Nor fame, nor censure they regarded:
They neither punish'd nor rewarded.
He cared not what the footmen did:
Her maids she neither prais'd nor chid:
So ev'ry servant took his course;
And bad at first, they all grew worse.
Slothful disorder fill'd his stable;
And sluttish plenty deck'd her table.
Their beer was strong; their wine was port;
Their meal was large; their grace was short.

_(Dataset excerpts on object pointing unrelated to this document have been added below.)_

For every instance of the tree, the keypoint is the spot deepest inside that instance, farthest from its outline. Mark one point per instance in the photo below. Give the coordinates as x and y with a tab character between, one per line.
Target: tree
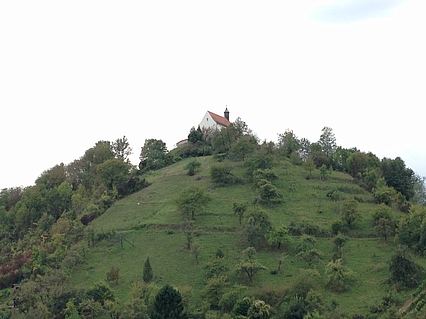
195	135
327	141
288	142
404	271
168	304
100	292
309	165
239	210
215	268
214	289
339	241
191	200
153	154
113	275
121	149
267	191
221	174
114	172
305	149
350	212
398	176
196	250
323	172
259	310
278	236
338	277
249	265
244	146
419	190
383	228
192	167
148	274
385	195
257	225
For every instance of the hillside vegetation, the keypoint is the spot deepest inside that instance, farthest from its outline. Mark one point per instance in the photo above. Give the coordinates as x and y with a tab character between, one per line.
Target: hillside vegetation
224	227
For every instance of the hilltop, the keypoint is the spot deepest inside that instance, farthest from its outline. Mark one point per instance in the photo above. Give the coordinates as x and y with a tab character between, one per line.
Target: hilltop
152	226
233	226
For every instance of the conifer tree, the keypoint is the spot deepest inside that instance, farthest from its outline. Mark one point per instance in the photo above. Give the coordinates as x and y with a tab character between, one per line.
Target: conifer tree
147	271
168	304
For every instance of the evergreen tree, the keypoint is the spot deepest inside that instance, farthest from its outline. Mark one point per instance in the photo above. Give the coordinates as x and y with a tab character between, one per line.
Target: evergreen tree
147	271
168	304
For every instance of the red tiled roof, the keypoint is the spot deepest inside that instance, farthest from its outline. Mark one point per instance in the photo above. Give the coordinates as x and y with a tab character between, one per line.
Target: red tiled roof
220	119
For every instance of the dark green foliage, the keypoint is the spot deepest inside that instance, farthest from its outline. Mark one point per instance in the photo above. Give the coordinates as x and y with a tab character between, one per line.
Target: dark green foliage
192	166
296	309
168	304
228	301
249	264
349	212
148	274
241	307
405	273
215	268
121	148
398	176
243	147
113	275
221	174
257	225
338	277
268	192
239	210
264	174
100	292
192	199
195	135
114	172
259	160
288	143
214	290
411	230
327	141
385	195
153	154
278	236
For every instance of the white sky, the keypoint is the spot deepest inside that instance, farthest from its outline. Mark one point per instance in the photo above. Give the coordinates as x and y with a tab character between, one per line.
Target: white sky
76	72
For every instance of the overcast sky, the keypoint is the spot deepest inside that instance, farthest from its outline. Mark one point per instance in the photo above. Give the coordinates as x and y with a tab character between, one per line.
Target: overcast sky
76	72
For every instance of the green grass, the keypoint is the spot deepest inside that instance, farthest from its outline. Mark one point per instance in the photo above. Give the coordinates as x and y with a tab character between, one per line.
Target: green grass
151	221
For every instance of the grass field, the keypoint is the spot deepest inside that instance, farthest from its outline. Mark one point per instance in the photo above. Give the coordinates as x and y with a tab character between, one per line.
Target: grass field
148	224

They gave the poor the remnant-meat
Just when it grew not fit to eat.
They paid the church and parish rate;
And took, but read not the receipt;
For which they claim'd their Sunday's due,
Of slumb'ring in an upper pew.
No man's defects sought they to know;
So never made themselves a foe.
No man's good deeds did they commend;
So never rais'd themselves a friend.
Nor cherish'd they relations poor:
That might decrease their present store:
Nor barn nor house did they repair:
That might oblige their future heir.
They neither added, nor confounded:
They neither wanted, nor abounded.
Each Christmas they accompts did clear;
And wound their bottom through the year.
Nor tear, nor smile did they employ
At news of public grief, or joy.
When bells were rung, and bonfires made,
If asked they ne'er denied their aid:
Their jug was to the ringers carried,
Whoever either died, or married.
Their billet at the fire was found,
Whoever was depos'd or crown'd.
Nor good, nor bad, nor fools, nor wise;
They would not learn, nor could advise;
Without love, hatred, joy, or fear,
They led--a kind of--as it were:
Nor wish'd nor car'd, nor laugh'd nor cry'd:
And so they liv'd; and so they died.
A E Housman | |
In summertime on Bredon
The bells they sound so clear;
Round both the shires they ring them
In steeples far and near,
A happy noise to hear.
Here of a Sunday morning
My love and I would lie,
And see the coloured counties,
And hear the larks so high
About us in the sky.
The bells would ring to call her
In valleys miles away:
'Come all to church, good people;
Good people, come and pray.
But here my love would stay.
And I would turn and answer
Among the springing thyme,
'Oh, peal upon our wedding,
And we will hear the chime,
And come to church in time.
But when the snows at Christmas
On Bredon top were strewn,
My love rose up so early
And stole out unbeknown
And went to church alone.
They tolled the one bell only,
Groom there was none to see,
The mourners followed after,
And so to church went she,
And would not wait for me.
The bells they sound on Bredon,
And still the steeples hum.
'Come all to church, good people,' -
Oh, noisy bells, be dumb;
I hear you, I will come.
A E Housman | |
Bring, in this timeless grave to throw
No cypress, sombre on the snow;
Snap not from the bitter yew
His leaves that live December through;
Break no rosemary, bright with rime
And sparkling to the cruel crime;
Nor plod the winter land to look
For willows in the icy brook
To cast them leafless round him: bring
To spray that ever buds in spring.
But if the Christmas field has kept
Awns the last gleaner overstept,
Or shrivelled flax, whose flower is blue
A single season, never two;
Or if one haulm whose year is o'er
Shivers on the upland frore,
--Oh, bring from hill and stream and plain
Whatever will not flower again,
To give him comfort: he and those
Shall bide eternal bedfellows
Where low upon the couch he lies
Whence he never shall arise.
Ellis Parker Butler | |
And now behold this sulking boy,
His costly presents bring no joy;
Harsh tears of anger fill his eye
Tho’ he has all that wealth can buy.
What profits it that he employs
His many gifts to make a noise?
His playroom is so placed that he
Can cause his folks no agony.
Mere worldly wealth does not possess
The power of giving happiness.
Ellis Parker Butler | |
Little cullud Rastus come a-skippin’ down de street,
A-smilin’ and a-grinnin’ at every one he meet;
My, oh! He was happy! Boy, but was he gay!
Wishin’ “Merry Chris’mus” an’ “Happy New-Year’s Day”!
Wishin’ that his wishes might every one come true—
And—bless your dear heart, honey,—I wish the same to you!